Kepasangan mereka berada di era Kekaisaran Romawi, yang membentang di seluruh Tunisia modern, timur laut Aljazair dan pantai Libya barat.
“Afrika Utara adalah sabuk Alkitab Kekristenan kuno,” kata Prof Christopher Bellitto, seorang sejarawan di Universitas Kean di AS.
Banyak umat Katolik di Afrika berharap bahwa kepausan akan kembali ke benua untuk pertama kalinya dalam lebih dari 1.500 tahun, sebagai penerus Paus Francis dipilih.

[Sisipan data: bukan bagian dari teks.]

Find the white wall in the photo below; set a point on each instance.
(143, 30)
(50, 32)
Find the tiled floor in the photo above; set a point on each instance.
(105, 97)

Di sini, kita melihat tiga paus Afrika sebelumnya – dan bagaimana mereka membuat orang Kristen merayakan hari Minggu Paskah dan Hari St Valentine.
Ketiganya telah diakui di gereja sebagai orang kudus.
Victor I (189-199)

Diperkirakan berasal dari Berber, Paus Victor saya bertanggung jawab atas Gereja Katolik pada saat orang -orang Kristen kadang -kadang dianiaya oleh para pejabat Romawi karena menolak untuk menyembah para dewa Romawi.
Dia mungkin terkenal karena memastikan orang Kristen merayakan Paskah pada hari Minggu.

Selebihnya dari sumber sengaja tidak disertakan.